Maybe I just don't get the appeal of a web page inside a stylized window trying to pass off as a desktop application, vis-a-vis a framework to build desktop apps with web technologies that connects to the cloud (but also allows for working offline). Admitedly, the former was cool before the latter came to be, but it just seems so very pointless now.
This is a shame. I've been using Prism for my Facebook account. Ever since Facebook started following me around the web, I've blocked it in my main browser and used Prism as a facebook-specific browser.
This is just based on webtechnology, you do NOT need a working internet connection to use it.
Even then, HTML5 has support for offline use, for when your connection is down.
New things are always on the horizon
You may think "photoshop can't be browser based", but you may be surprised. As an example, my wife recently directed all her desktop photo apps and only uses picnik.com. Granted, it is certainly not photoshop - but I can see it eventually getting there, maybe as early as a year or two.
Really, with Canvas and WebGL, there is nothing browsers can't do today that a desktop app can do.
He was just saying that web development is hard, and indeed it is with it's mishmash of HTML, JavaScript, CSS, server-side languages, asynchronicity, multiple browsers to support. It's not easy, and most don't get it right even after the third try, it's kind of a hideously complex art nowadays. We fortunately have jQuery and frameworks and all kinds of aids, but this still doesn't make it too easy on the developer. You find it easy because you're at the other end of the learning curve, as most slashdotters, but don't tell me you didn't sweat it.
based on XUL (pronounced ZUUL). I ain't afraid of no app.
there are plenty of browser-based help systems which work so much better than "on-line" (computerized, local) help systems that I wonder why anyone does it that way.

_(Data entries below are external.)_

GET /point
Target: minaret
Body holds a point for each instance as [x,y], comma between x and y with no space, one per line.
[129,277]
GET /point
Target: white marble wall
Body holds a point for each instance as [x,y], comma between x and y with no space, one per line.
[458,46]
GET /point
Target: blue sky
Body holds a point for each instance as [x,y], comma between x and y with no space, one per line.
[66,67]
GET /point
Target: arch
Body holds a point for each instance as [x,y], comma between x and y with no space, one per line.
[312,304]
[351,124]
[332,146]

Probably because browser-based help systems either A. lack search (if they operate through the file: scheme), B. require a web server running on localhost (for which a firewall presents a scary warning), or C. require a $60/mo subscription to mobile broadband if used on a laptop on a bus.

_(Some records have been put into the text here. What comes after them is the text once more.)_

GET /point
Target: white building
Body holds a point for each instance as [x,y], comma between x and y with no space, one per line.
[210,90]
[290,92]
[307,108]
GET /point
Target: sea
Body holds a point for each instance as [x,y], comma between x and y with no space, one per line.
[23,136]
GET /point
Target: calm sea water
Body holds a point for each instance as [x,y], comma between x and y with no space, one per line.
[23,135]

What, specifically, makes such a fishing expedition any easier with applications that run on a server than with desktop applications?
The problem is that those apps are more buggy, not free, not compatible, etc
Did you mean "free" as in free speech or free beer? If free speech, then the works on the site probably aren't free either. If free beer, then what's the big difference between having to pay for a specific app to read a site and having to pay for an account to read a site through standard web protocol?
Even then, HTML5 has support for offline use, for when your connection is down.
Which works well unless A. Internet Explorer is the only browser installed and your user is not an administrator, or B. you run into size limits enforced by user agents: 5 MB for files linked from CACHE MANIFEST and 5 MB for localStorage.
They do if they depend on more than 5 MB of data. The page you linked mentions storage quotas, and there exist popular user agents that don't let the user increase the quota past 5 MB.
Do you have a pressing need to make an app work on a computer which has no web browser?
No, but I have a pressing need to make an application work on a computer which has a web browser but an intermittent connection to the Internet. When the connection is down, such as if the user is a passenger in a vehicle, the browser can view only manually downloaded files, the 5 MB of cached application files, and the 5 MB of data in localStorage.